We went for an impromptu drink last night with some people we know who have recently moved into the village. It felt quite strange to be going to the pub on a Monday night, but I’m making the most of R being home for a couple of weeks before he starts his new job, our friends were free and suggested a drink, the children were shattered after a hard afternoon’s playing and happy to be early to bed with a babysitter installed, so out we went. Our new friends are both German, new to England as well as this area, and pleasingly delighted with their new life. There’s only one problem; both R and I have this awful habit of slipping into whichever accent is around us at the time. It’s not conscious, and we try so hard not to do it, but in the space of a single conversation we can be Welsh, Glaswegian or Mancunian, depending on who we’re talking to. I used to think it was just me, because I have changed accents myself during my life. I had a Geordie one for the first seven years of my life, then we moved to the London suburbs, where my flat ‘a’s’ were mocked, and apparently overnight I started saying ‘barth’ and ‘clarss’ for bath and class, much to the amusement of my parents. In my teenage years my accent morphed into street-cred norf Lunnon, and has now settled into featureless generic south-eastern. R, however, has no such excuses, as he grew up in rural Kent and has never sounded any different. So there we were, chatting to our new friends, and I could hear ourselves coming out with comments such as “Is that wine not very marvellous?” and “For sure, the weather is being pleasant and mild”. I am always horrified in these situations, thinking that the people we are talking to will pick up on it and think we are mocking their English (which is of course, pretty faultless), but luckily it seemed to go unnoticed.
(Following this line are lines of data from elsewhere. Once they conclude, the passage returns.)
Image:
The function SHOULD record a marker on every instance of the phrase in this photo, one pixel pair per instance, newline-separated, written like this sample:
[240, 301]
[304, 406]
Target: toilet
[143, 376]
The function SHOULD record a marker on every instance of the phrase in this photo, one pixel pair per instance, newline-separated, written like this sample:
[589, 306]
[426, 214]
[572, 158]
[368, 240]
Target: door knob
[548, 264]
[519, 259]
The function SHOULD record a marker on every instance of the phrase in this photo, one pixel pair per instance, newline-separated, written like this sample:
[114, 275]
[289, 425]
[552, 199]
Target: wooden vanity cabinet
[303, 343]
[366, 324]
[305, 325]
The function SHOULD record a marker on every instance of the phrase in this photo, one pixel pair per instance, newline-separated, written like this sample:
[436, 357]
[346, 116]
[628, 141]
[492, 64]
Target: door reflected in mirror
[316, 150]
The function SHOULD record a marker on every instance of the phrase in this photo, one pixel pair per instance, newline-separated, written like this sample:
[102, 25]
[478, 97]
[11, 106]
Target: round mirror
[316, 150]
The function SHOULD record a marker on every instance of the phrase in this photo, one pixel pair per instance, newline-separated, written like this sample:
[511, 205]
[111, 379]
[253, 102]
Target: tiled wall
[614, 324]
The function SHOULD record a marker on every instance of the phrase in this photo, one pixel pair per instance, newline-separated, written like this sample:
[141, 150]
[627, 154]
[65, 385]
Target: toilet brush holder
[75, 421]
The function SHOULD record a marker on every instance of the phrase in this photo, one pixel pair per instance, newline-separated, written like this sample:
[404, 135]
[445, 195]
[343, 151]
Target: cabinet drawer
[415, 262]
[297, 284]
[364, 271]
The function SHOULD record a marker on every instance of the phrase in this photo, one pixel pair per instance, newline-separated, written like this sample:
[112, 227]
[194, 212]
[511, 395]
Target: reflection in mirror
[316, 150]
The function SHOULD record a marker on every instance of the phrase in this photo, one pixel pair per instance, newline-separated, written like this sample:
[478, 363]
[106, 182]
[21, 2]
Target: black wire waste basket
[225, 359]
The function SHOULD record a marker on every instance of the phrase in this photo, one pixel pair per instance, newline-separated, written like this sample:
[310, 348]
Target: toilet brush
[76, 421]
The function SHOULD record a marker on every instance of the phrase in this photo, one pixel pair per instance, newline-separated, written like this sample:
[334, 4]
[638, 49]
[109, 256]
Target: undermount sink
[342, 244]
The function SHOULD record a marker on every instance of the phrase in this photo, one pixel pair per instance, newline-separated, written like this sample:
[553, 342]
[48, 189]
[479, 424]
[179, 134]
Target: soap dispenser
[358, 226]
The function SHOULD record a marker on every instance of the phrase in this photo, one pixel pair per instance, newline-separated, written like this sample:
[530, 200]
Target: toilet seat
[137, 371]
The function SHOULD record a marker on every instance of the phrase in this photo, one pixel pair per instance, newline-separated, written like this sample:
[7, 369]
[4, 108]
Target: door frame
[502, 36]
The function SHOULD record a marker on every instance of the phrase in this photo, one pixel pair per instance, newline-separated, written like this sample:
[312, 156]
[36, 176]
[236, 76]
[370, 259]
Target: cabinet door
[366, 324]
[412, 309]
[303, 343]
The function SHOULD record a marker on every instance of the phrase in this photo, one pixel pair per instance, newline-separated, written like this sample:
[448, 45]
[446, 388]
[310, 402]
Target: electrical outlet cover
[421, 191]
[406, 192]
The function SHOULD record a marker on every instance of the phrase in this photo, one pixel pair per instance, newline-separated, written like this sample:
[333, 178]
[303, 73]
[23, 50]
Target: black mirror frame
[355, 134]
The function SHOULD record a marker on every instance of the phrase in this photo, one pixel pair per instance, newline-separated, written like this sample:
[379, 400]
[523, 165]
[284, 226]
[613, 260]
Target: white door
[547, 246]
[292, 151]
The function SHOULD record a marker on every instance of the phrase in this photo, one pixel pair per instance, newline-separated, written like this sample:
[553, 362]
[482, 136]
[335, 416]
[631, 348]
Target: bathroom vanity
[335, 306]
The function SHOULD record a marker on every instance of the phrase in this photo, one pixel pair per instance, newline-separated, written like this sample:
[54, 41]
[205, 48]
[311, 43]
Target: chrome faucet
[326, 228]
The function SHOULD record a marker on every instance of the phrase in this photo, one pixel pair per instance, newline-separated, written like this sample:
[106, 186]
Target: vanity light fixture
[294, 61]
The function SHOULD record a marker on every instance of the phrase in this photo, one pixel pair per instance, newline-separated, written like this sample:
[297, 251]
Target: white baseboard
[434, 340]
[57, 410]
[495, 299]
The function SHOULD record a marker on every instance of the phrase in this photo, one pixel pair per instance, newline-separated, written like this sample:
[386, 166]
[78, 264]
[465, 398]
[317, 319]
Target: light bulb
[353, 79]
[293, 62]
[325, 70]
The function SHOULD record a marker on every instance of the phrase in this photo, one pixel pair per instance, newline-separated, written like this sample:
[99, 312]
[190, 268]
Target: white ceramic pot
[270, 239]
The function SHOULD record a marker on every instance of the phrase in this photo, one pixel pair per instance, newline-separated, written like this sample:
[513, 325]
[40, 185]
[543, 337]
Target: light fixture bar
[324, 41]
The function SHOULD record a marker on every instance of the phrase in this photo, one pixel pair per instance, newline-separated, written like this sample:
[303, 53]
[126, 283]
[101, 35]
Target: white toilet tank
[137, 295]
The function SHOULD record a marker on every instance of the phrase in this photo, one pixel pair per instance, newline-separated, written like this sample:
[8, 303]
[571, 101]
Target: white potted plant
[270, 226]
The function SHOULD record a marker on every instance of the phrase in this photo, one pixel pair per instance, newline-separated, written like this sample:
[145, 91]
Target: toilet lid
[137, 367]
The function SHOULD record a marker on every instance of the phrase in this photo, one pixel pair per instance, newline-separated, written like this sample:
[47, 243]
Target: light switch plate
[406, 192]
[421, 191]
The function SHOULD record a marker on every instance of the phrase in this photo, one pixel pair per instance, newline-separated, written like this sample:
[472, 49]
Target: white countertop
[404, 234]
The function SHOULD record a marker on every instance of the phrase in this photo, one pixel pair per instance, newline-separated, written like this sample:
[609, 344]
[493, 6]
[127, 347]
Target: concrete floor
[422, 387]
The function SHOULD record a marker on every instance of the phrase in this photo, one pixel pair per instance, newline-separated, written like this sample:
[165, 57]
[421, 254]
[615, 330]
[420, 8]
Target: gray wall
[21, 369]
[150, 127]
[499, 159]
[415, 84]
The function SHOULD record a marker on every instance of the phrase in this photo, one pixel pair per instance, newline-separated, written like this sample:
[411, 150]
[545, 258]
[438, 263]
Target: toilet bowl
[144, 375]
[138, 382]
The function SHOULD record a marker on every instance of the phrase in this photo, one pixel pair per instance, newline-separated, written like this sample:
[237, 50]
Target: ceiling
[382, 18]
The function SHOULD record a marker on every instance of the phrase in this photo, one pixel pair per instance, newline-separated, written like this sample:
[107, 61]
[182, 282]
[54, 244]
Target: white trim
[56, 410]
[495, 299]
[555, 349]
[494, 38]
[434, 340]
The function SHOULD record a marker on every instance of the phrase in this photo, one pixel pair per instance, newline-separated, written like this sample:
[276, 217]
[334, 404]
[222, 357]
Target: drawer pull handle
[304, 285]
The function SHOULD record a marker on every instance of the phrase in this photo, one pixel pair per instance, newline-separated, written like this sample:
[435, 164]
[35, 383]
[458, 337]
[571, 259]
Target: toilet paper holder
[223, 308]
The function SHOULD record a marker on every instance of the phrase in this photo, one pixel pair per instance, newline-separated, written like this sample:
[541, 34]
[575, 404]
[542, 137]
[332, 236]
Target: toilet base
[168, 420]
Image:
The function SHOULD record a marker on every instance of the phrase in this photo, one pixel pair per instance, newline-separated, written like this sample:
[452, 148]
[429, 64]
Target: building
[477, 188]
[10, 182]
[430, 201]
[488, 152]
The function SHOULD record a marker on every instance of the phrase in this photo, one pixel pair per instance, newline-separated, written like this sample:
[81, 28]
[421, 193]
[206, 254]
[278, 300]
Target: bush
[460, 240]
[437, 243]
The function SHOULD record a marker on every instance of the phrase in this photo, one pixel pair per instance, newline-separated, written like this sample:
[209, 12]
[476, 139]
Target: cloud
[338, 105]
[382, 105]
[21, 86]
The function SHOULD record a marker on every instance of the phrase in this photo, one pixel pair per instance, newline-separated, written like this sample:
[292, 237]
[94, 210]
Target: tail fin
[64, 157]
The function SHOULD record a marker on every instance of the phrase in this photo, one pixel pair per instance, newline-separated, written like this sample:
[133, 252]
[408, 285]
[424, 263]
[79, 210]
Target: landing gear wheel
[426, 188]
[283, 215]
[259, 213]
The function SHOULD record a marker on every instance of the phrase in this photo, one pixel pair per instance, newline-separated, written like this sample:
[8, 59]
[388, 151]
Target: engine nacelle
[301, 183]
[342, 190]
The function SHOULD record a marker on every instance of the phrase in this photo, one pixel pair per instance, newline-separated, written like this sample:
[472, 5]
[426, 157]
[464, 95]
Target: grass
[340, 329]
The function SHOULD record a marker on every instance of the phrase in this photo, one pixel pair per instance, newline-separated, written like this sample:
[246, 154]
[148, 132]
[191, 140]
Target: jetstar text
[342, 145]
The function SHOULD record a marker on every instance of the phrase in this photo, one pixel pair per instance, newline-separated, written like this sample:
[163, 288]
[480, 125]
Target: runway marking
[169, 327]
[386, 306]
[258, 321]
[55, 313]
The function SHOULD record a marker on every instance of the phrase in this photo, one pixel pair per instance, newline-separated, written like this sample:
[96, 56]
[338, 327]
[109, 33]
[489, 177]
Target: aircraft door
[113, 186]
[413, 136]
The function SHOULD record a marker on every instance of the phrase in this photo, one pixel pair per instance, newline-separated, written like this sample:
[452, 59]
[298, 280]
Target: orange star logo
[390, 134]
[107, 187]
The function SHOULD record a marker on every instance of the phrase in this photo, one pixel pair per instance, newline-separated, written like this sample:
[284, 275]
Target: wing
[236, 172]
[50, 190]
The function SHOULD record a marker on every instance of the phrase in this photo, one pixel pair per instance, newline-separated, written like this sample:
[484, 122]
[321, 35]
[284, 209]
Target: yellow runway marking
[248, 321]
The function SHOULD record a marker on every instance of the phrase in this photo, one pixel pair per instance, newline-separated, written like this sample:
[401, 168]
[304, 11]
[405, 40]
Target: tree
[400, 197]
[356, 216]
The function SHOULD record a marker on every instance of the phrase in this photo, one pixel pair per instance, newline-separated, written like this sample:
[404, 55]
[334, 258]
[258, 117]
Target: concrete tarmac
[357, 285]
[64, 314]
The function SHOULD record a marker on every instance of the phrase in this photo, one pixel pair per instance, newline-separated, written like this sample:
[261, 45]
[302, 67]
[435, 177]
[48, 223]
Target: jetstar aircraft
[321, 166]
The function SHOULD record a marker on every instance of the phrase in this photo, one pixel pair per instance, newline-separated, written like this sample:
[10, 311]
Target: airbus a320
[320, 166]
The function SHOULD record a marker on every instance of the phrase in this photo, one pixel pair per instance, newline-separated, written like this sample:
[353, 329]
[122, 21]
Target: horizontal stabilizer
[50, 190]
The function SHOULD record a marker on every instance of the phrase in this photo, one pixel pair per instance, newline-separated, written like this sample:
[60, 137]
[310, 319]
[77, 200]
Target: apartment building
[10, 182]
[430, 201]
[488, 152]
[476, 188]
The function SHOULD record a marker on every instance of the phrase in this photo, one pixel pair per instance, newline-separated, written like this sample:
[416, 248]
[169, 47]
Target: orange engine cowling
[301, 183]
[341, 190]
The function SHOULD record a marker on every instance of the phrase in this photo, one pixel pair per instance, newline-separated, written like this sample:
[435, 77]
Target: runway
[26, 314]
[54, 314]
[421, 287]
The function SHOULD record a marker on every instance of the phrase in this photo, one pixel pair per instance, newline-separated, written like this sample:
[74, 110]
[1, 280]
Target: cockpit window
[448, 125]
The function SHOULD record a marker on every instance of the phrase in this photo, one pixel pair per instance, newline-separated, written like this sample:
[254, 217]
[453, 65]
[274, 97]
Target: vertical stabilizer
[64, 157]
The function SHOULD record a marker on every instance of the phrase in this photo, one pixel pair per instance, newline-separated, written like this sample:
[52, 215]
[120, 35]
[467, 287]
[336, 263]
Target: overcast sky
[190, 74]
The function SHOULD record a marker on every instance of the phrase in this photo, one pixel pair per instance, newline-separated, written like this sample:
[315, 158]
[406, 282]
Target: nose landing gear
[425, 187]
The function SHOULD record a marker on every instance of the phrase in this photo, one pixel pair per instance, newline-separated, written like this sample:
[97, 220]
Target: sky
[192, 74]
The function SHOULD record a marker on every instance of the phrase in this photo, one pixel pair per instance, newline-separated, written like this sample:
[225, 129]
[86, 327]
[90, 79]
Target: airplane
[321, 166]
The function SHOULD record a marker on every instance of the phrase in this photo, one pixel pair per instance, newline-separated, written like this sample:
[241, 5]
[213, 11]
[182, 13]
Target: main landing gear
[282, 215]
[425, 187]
We are very lucky to have our great local pub, just a mere stagger away across the green, and although small children mean we don’t get there in the evenings as often as we might like, it is a great venue for families during the summer. We have been known to while away entire afternoons sitting out on the huge lawn, along with what seems like the rest of the village. It backs onto woods and streams, so is often an essential stop when family walks just happen to take us in that direction, and it has all the requisite inglenooks and beams to make family Sunday lunches mellow and cosy. The children have often startled city-dwelling guests by asking to go over there after tea (it has the best play equipment in the area), and I believe ‘pub’ was one of my daughter’s first words. The annual bonfire night celebrations are held in their field, just behind, and it retains the feel of an old inn at the heart of the community. There are those (my husband included, sometimes) who bemoan the loss of a traditional ‘drinking’ pub, and it’s true that some of the old characters aren’t there any more, although Skinny John (his name’s John, and he’s skinny; we don’t do any of that superfluous verbal badinage round here!) and one or two others still prop up the bar most nights. Me, I never really went for that ‘Slaughtered Lamb’ feeling of all the locals going silent when you go in, and I love to wander in with the children and know I can get nice food if I so wish. They are relaxed about children, and relaxed about people whiling away their afternoons in the garden while nursing a single orange juice and lemonade, as I have occasionally done. I am aware of how packed such a venue would be in a built-up area, and despite its local popularity, I’m still grateful for its ancient, quiet feel.
It felt odd, last night, to be dispensing local wisdom to our friends. Having been incomers here for so long, they were treating us as venerable residents, who could fill them in on village traditions and local history. It felt quite nice, to have people hanging off our every word (doesn’t often happen!) and to feel so settled, so right, so at home.